Alfred helps rebuild houses, barns and farms. Eventually Arthur decides he wants him to stay in London, and so he works there as well. He's always liked construction work. It's something with such a tangible effect. People are so grateful for their new houses or water lines.

He only ever sees Ivan once in a while, from a great distance away. He looks practically sick at having to be embroiled in all this at world meetings. The meetings are just a general thing, only truly continued with because Ludwig likes them.

Of course, Alfred shouldn't be at the meetings at all... thank goodness Arthur and Francis are way too suspicious to use mortals to keep tabs on Alfred. Mortals are too fragile and untrustworthy, they can be manipulated and infiltrated in mere moments].

So Alfred sneaks out. He never gets very far, because they come back pretty quick from the meetings.
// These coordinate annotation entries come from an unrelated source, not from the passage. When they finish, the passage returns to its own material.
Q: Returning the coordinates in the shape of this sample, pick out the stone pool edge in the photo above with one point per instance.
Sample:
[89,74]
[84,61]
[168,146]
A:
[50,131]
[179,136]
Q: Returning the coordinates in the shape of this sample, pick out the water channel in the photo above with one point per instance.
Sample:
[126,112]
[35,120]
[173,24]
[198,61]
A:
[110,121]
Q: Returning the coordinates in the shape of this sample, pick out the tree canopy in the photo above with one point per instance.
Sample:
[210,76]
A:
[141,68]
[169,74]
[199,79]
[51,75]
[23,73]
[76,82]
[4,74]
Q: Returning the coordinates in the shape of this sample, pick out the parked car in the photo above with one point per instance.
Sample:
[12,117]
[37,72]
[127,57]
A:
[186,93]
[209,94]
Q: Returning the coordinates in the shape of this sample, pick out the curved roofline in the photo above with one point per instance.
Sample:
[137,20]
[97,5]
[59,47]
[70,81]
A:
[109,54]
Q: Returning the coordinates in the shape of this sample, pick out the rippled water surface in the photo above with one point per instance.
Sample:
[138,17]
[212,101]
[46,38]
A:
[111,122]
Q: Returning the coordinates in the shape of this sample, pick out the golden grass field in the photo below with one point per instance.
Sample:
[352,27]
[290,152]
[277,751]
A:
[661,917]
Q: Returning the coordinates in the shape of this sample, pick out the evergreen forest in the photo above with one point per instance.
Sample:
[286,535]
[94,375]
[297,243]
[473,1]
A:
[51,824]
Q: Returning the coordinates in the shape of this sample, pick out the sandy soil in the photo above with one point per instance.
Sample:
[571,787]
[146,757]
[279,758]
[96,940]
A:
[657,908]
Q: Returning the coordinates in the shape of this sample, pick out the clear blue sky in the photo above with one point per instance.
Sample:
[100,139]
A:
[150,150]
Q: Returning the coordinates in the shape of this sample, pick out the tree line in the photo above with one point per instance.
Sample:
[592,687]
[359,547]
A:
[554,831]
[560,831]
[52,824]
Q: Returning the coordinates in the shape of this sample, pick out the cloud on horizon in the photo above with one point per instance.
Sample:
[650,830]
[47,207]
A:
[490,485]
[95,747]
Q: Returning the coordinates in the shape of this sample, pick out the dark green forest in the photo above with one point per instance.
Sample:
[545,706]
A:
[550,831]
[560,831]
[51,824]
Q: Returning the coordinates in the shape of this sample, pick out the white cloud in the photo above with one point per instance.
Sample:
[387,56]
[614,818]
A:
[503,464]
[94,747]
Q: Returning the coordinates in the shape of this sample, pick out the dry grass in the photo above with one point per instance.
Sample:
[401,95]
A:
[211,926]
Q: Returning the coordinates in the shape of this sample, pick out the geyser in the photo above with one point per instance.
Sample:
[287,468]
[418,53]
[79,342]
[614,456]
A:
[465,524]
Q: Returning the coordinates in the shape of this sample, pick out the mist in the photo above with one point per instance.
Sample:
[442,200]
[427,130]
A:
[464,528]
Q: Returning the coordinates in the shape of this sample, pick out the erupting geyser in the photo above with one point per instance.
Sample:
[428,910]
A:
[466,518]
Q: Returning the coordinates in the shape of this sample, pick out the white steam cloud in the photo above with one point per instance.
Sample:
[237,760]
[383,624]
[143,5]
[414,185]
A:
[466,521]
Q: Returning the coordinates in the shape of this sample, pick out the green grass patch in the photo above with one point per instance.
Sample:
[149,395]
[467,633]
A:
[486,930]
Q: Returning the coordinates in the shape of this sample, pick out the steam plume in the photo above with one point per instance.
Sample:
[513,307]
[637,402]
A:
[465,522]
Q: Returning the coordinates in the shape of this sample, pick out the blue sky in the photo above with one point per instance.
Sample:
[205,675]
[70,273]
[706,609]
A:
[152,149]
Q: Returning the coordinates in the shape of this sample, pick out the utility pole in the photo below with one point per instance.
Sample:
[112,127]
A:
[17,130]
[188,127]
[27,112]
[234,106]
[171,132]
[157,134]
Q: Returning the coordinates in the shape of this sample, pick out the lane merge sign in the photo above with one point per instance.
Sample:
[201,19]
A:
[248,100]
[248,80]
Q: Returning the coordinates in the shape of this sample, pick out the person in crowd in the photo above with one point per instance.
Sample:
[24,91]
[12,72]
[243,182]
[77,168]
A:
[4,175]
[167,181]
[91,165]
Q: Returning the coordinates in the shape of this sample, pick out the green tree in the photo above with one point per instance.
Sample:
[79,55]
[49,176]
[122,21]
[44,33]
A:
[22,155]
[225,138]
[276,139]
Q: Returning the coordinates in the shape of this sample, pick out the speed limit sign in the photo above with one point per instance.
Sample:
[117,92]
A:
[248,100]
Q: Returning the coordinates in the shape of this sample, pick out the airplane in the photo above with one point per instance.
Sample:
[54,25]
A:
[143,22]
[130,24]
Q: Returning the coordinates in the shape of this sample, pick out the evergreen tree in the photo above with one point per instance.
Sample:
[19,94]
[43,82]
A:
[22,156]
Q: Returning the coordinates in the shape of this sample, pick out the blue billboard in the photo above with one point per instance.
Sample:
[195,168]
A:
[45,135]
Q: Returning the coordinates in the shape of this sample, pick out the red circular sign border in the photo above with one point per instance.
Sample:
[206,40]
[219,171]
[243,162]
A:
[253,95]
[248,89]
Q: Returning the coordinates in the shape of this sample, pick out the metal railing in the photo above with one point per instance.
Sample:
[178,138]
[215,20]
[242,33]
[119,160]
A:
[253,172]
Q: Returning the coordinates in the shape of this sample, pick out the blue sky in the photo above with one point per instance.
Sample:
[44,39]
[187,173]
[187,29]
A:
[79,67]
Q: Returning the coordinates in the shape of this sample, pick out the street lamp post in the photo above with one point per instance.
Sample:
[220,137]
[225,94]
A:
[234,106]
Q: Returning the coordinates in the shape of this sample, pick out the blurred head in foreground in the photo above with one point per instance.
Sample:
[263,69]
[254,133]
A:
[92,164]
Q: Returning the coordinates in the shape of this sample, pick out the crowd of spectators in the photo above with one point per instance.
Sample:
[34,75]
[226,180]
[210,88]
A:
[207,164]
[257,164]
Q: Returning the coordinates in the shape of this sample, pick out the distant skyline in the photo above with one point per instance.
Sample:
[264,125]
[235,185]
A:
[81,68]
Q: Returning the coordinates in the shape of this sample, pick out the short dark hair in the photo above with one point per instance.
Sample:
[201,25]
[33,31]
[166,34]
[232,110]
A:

But he does get as far as meeting with Lovino at the border of Spain and France. [He never ever goes to meetings, seeing them as hilariously stupid].

Lovi assures him it will all blow over, oblivious to Antonio-who's lurking a street corner away, watching them.

Thankfully, it's not for current affairs, his own revolutionary problems, or politics. It's just because he's livid with jealously when Lovi deigns to talk to other nations, as he rarely does it. Alfred feels bad for him.